One-Dimensional Chatter Stability Analysis and Simplified FRF Measurement for Three-Dimensional Cutting

Chatter vibration is one of the huge obstacles in the cutting process since it often results in poor cut surface, severe tool wear, and low productivity. For improvement of the cutting process in the manufacturing field, chatter stability analysis can be conducted to predict the chatter-free conditions. In order to conduct it, the frequency response function (FRF) must be measured. However, this measurement requires specialized knowledge and long measurement/analysis time. In particular, to perform accurate chatter stability analysis for three-dimensional cutting such as the turning process, it was necessary to measure 2 × 3 = 6 components of the dynamic compliance between three-directional cutting forces and two-directional vibration displacements.

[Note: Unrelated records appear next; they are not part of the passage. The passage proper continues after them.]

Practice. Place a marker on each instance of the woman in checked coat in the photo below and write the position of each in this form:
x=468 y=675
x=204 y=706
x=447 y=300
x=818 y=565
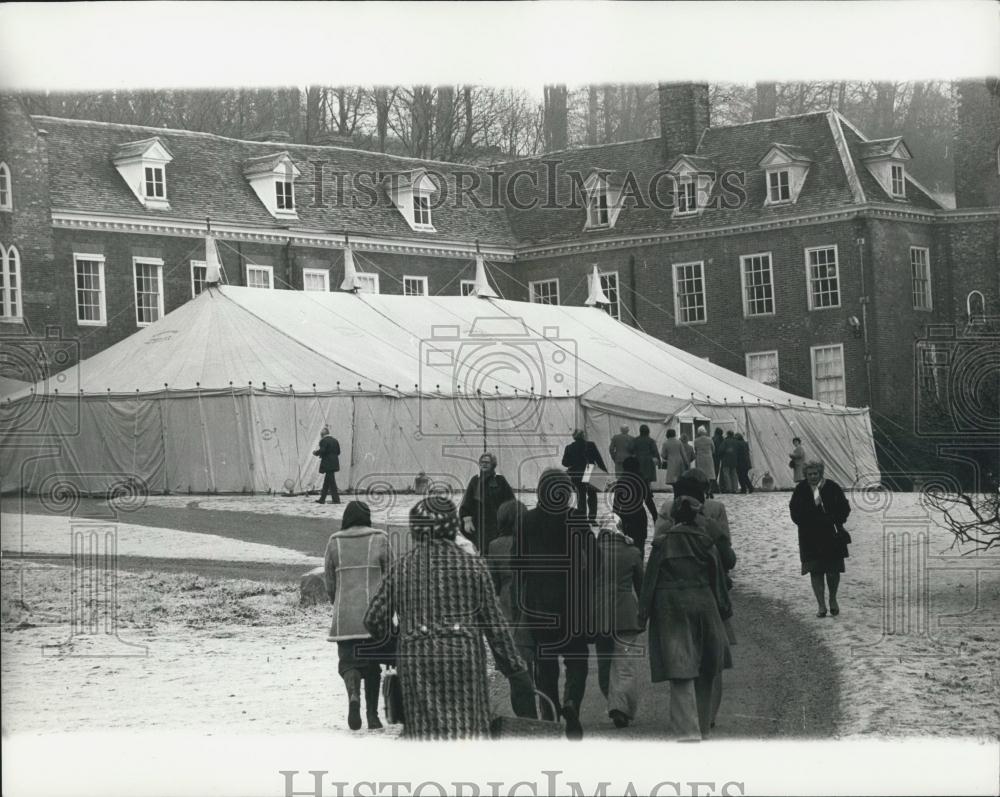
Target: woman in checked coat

In this study, a one-dimensional chatter stability analysis model for three-dimensional cutting is proposed. In addition, a simplified FRF-measurement is proposed based on this model. Specifically, through the examination of the growth mechanism of chatter vibration in the three-dimensional turning process, it is found that the chatter stability analysis can be reduced to a one-dimensional analysis by considering the dynamic compliance between the resultant cutting force and the vibration displacement in the uncut chip thickness direction (named as dimension-reduced dynamic compliance). Since this dimension-reduced dynamic compliance can be identified by applying the force in one direction and measuring the vibration in one direction, it is possible to reduce the dimension of the dynamic compliances from three to one and also the measurement time. Therefore, it makes possible to conduct accurate chatter stability analysis both quickly and practically by using the proposed FRF-measurement method. To verify the effectiveness of the method, the equivalent dynamic compliances obtained by the conventional and proposed methods are compared.